Wednesday 21 November 2012

KNM Group Bhd - 3Q12 results meets expectations


Period    3Q12 / 9M12

Actual vs. Expectations     The 9MFY12 profit before tax (PBT) of RM60.6m was within our expectations, making up 74% of our FY12 PBT estimate of RM82.4m. However, it came in above the consensus’s expectation at 90% of its estimate of RM67.0m.

We are reviewing KNM’s results on a PBT basis to exclude the impact of its tax credit. FY12 is the last year KNM is expected to report a positive tax credit.

Dividends     No dividend was declared.

Key Results Highlights     QoQ, the 3Q12 PBT rose +5.2% as the company continued to phase out legacy contracts (won in 2009-10 with subpar margins) which was the cause of losses for most of 2011.

YoY, the 3Q12 PBT was also up (+>100%), mainly due to the operational turnaround given the reduction in the loss-making projects above.

Geographically, there was a significant jump in EBITDA margins for the Asia & Oceania segment mainly due to the execution of some high-margin projects (i.e. EPC contract from Lukoil). However, the Europe division saw an erosion in EBITDA margin due to the late deliveries of several projects. The America division saw a significant drop in its EBITDA margin as well, due to some additional costs incurred to complete several projects.

Outlook     An analyst briefing will be held this coming Thursday (22nd Nov).

FY12 earnings are expected to be in the black due to 1) the legacy loss-making projects being completed within CY12 and 2) efforts undertaken to improve cost efficiency and productivity.

Some plant capacity rationalisations are expected as certain plants (e.g. Brazil/Indonesia/Australia) seem to be suffering from low utilisation.

The Peterborough and Octagon projects are currently at status quo.
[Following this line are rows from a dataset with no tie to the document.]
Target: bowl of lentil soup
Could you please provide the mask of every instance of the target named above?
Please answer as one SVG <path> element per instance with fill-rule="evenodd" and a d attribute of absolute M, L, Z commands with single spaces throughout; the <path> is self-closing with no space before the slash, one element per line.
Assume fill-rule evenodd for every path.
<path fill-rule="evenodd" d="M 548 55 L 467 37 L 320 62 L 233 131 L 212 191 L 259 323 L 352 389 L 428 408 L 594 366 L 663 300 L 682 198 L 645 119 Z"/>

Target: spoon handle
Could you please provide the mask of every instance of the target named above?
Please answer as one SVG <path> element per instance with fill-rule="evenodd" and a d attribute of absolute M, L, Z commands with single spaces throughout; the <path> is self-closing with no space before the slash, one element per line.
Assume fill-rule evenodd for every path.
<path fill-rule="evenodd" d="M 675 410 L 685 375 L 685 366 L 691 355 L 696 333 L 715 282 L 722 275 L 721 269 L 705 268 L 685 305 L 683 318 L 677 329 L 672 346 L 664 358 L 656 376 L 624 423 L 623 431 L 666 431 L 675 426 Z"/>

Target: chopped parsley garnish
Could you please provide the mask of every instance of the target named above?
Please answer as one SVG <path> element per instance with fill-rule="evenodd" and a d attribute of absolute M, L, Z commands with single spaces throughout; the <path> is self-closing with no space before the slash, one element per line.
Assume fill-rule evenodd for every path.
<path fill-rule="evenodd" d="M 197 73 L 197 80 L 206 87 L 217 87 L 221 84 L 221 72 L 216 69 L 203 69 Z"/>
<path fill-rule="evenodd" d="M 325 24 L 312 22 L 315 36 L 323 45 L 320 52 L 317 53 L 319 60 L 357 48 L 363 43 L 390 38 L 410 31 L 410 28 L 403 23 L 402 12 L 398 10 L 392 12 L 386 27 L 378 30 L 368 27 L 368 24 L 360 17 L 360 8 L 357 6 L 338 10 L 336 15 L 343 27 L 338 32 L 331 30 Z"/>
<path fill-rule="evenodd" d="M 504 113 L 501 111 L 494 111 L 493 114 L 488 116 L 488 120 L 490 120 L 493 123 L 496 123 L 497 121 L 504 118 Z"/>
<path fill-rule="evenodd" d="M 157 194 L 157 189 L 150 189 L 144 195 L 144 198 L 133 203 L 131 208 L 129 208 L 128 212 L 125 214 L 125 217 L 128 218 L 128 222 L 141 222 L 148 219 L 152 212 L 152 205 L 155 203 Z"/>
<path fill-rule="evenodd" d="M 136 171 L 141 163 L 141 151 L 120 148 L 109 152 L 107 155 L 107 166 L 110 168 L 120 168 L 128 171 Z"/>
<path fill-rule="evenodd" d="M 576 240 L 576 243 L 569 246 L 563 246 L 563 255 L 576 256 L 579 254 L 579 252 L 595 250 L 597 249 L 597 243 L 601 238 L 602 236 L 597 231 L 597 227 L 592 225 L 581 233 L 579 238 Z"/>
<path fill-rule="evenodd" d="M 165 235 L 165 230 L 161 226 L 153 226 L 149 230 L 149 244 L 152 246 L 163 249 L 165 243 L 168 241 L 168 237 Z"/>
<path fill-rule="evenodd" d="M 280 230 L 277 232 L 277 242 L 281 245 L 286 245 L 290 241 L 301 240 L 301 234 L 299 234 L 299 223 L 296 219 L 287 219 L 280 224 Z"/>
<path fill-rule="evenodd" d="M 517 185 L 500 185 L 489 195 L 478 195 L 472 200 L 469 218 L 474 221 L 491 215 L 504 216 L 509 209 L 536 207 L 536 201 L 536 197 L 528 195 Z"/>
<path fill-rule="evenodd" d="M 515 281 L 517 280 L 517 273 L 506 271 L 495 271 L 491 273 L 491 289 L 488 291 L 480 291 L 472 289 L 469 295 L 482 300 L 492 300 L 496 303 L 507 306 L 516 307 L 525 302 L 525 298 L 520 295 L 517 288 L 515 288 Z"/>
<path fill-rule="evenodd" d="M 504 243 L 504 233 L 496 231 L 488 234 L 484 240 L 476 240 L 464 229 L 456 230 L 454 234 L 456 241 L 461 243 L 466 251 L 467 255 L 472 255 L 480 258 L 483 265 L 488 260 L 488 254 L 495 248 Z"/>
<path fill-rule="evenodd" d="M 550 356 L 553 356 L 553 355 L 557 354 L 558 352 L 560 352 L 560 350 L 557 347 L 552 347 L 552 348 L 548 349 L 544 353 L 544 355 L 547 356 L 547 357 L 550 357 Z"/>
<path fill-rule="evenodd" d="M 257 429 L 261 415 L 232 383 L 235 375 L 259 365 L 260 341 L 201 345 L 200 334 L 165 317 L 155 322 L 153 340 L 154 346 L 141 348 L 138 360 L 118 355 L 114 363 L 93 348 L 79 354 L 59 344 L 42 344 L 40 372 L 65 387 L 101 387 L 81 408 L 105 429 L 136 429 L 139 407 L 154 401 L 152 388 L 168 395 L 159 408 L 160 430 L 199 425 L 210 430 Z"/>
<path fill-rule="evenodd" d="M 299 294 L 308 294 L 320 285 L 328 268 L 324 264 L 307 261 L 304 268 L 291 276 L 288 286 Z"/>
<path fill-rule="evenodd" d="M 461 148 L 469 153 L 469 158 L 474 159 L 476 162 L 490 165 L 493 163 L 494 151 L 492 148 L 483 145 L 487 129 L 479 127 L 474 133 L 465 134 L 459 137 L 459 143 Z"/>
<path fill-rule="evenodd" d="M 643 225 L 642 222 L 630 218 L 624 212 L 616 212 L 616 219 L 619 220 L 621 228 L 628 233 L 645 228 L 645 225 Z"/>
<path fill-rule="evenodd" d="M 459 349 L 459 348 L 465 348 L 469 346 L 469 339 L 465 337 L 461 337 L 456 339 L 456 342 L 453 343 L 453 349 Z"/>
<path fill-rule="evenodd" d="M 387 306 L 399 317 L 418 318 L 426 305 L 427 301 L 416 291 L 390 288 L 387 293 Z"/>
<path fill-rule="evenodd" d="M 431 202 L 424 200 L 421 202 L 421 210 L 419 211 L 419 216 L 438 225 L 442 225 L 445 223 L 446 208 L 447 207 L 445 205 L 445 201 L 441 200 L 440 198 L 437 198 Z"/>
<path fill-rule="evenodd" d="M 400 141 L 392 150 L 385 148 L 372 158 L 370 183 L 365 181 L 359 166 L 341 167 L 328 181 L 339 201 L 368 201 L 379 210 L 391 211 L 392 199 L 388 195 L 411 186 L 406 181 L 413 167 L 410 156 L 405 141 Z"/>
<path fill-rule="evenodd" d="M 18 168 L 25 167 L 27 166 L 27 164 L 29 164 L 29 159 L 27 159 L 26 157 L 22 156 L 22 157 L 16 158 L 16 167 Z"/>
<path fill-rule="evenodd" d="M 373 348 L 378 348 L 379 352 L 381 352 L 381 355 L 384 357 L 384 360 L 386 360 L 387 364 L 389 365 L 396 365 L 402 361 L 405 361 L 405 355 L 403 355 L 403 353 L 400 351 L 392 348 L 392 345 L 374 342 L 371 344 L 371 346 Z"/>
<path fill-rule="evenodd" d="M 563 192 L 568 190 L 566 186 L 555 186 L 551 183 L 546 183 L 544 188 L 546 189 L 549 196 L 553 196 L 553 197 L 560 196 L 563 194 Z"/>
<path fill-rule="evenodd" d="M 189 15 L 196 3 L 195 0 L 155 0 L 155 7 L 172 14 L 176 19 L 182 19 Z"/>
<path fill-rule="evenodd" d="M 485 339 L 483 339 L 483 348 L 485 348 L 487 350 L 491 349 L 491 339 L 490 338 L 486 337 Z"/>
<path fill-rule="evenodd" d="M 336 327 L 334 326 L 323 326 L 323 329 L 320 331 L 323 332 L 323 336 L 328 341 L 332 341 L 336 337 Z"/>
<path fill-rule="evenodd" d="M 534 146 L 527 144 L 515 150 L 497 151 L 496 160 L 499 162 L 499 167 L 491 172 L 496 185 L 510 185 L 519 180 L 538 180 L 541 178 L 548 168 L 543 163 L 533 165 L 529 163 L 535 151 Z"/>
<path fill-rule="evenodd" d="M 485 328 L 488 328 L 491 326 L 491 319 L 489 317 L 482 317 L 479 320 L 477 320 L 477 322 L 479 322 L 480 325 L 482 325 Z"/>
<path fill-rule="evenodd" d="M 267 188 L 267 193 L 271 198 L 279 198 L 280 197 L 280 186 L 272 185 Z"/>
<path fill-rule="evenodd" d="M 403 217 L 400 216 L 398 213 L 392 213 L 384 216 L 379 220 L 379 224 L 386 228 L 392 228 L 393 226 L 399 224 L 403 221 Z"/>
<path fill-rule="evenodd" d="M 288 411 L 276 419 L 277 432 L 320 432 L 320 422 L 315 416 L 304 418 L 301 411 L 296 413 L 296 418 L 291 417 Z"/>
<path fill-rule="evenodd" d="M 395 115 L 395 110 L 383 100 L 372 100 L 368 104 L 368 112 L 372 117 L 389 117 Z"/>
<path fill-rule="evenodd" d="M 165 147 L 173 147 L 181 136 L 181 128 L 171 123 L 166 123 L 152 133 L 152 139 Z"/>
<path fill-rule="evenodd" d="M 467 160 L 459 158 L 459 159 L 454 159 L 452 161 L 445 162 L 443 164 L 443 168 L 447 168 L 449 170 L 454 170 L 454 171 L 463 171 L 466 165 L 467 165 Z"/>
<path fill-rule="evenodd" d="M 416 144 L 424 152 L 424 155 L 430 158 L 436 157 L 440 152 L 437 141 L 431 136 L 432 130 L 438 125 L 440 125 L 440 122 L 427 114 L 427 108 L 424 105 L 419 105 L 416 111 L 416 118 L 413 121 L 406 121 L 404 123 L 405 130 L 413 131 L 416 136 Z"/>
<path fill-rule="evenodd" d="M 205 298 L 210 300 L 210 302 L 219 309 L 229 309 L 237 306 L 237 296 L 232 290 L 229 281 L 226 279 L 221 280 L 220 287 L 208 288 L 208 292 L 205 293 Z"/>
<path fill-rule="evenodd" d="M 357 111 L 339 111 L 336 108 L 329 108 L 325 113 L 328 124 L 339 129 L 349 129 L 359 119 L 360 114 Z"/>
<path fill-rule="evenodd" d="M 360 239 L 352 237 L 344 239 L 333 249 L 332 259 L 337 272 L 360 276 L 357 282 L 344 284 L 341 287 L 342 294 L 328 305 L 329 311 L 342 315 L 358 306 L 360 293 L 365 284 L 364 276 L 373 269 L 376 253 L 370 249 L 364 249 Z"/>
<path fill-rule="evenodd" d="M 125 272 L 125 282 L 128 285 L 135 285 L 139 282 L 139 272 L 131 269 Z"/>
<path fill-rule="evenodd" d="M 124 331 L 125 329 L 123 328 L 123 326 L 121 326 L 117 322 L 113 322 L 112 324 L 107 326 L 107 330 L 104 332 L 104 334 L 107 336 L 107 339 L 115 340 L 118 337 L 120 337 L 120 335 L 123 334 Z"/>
However, the company has targeted to secure financing for Peterborough soon.

Change to Forecasts    No changes to our forecasts at this juncture.

Rating    Maintain MARKET PERFORM.

Valuation     Based on an unchanged 9.0x targeted PER on CY13 EPS of 5.9sen sen, we are maintaining our fair value of RM0.53.

The discount to the sector’s average PER of 15x is due to the significant earnings risk present given KNM’s historical bottom line volatility.